I started to get the following error: ValueError: MySQL identifier cannot be entirely numeric
thisweek.to_sql(name='bs_reporting_weeklymetrics', con = cnx, flavor = 'mysql', if_exists = 'append', index=False)
As you can see the table name is not numeric.
This is caused by an update in pandas 0.16.1, where I was using a previous version prior (I think 0.14.XX) EDIT: this will be fixed in pandas 0.16.2
With this update there is new code in the io.sql package for to_sql that is checking the table name and all column names for numeric characters:
def _get_valid_mysql_name(name): # Filter for unquoted identifiers # See http://dev.mysql.com/doc/refman/5.0/en/identifiers.html uname = _get_unicode_name(name) if not len(uname): raise ValueError("Empty table or column name specified") basere = r'[0-9,a-z,A-Z$_]' for c in uname: if not re.match(basere, c): if not (0x80 < ord(c) < 0xFFFF): raise ValueError("Invalid MySQL identifier '%s'" % uname) if not re.match(r'[^0-9]', uname): raise ValueError('MySQL identifier cannot be entirely numeric') return '`' + uname + '`'
re.match(r'[0-9], uname) returns as None if the uname value is only numeric OR STARTS with a numeric character.
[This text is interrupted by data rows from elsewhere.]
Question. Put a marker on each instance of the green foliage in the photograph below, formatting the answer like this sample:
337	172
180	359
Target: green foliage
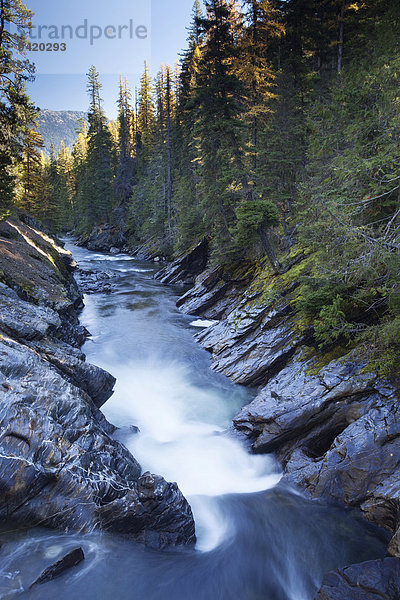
252	215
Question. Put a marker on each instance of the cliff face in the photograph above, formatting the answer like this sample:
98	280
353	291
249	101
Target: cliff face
334	427
59	466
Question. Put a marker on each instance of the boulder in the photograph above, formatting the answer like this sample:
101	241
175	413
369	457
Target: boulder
73	558
373	580
60	466
185	268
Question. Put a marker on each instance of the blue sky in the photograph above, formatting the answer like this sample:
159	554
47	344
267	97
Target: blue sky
115	35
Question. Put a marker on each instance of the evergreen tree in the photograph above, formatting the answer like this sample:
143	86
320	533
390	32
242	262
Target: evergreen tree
97	193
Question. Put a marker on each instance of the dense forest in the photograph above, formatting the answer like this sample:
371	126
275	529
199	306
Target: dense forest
277	136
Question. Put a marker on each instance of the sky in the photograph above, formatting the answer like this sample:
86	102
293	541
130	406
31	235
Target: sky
117	36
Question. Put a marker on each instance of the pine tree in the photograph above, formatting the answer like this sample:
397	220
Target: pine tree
17	114
99	178
124	173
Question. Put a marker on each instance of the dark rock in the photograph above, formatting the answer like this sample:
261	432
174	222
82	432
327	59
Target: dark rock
105	237
373	580
93	282
186	267
252	344
336	433
59	466
334	428
68	561
70	362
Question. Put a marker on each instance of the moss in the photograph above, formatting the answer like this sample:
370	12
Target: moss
319	360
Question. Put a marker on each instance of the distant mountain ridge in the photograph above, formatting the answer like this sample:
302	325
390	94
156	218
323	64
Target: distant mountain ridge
56	126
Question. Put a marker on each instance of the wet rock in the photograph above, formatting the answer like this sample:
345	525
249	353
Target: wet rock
336	434
94	282
68	561
373	580
216	293
105	237
253	344
59	465
70	362
185	268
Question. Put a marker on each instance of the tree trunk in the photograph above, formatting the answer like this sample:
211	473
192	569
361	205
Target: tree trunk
341	37
269	250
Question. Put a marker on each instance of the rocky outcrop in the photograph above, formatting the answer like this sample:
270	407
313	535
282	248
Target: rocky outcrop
373	580
59	464
334	427
336	433
73	558
104	237
187	267
93	282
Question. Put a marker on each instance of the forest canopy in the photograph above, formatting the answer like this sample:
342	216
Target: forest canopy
276	135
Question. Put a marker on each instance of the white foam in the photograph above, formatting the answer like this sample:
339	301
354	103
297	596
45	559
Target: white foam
179	440
203	323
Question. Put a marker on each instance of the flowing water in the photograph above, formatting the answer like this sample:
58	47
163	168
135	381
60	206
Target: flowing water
257	539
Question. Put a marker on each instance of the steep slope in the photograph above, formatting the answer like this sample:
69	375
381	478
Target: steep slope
59	465
58	126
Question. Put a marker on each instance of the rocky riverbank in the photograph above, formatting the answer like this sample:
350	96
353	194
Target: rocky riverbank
59	465
334	427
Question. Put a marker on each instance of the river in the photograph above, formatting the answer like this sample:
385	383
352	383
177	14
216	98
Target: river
257	538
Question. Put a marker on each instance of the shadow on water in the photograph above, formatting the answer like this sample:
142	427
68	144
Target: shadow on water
258	540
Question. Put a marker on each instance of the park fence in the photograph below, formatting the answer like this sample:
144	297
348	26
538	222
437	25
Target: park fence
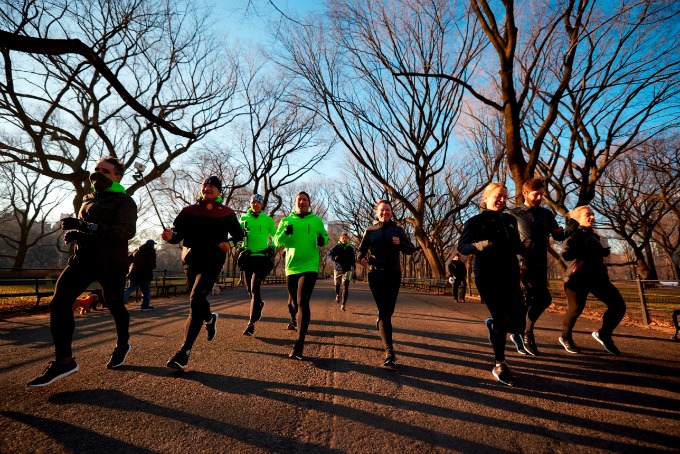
648	302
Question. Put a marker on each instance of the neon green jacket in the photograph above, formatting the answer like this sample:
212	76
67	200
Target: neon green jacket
302	252
258	230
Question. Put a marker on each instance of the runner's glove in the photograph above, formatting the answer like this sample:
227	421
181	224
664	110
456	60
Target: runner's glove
77	224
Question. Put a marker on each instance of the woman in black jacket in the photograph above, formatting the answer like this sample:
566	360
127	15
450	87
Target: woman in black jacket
587	273
205	228
380	247
493	238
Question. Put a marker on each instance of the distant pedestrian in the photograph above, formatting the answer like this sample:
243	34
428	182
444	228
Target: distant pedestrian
344	258
493	238
255	258
586	274
380	250
302	233
458	273
205	228
142	263
106	221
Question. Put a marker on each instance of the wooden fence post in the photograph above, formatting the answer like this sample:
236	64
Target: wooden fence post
643	301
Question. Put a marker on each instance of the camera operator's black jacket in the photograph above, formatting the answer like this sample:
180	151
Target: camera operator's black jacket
203	229
115	214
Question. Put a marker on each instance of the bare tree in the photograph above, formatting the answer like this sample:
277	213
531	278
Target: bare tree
30	203
629	197
60	112
347	66
279	139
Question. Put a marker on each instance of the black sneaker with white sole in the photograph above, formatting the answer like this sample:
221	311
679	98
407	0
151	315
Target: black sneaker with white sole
54	372
519	343
118	356
607	343
568	345
503	374
179	361
211	326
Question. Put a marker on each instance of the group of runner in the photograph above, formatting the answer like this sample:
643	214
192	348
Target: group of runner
209	229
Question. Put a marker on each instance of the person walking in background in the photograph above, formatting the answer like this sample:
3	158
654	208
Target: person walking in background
536	224
205	228
142	263
344	258
458	273
493	238
255	258
587	273
301	233
380	247
106	222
I think this is a bug because MySQL supports column names which contain and start with numeric characters (which I had ’90DayTrailingAvgRevenue’)
You can update the pandas code to use:
if re.match(r'[0-9][0-9]*$', uname):
inplace of that line. This changes the regular expression to look for 1 or more numeric characters and the end of line, so that it qualifies the entire name as numeric and not just the first character. It also switches to a positive match instead of negative, so I removed ‘not’
If you don’t want to mess with the pandas package, then I suggest renaming your columns to not start with numerics.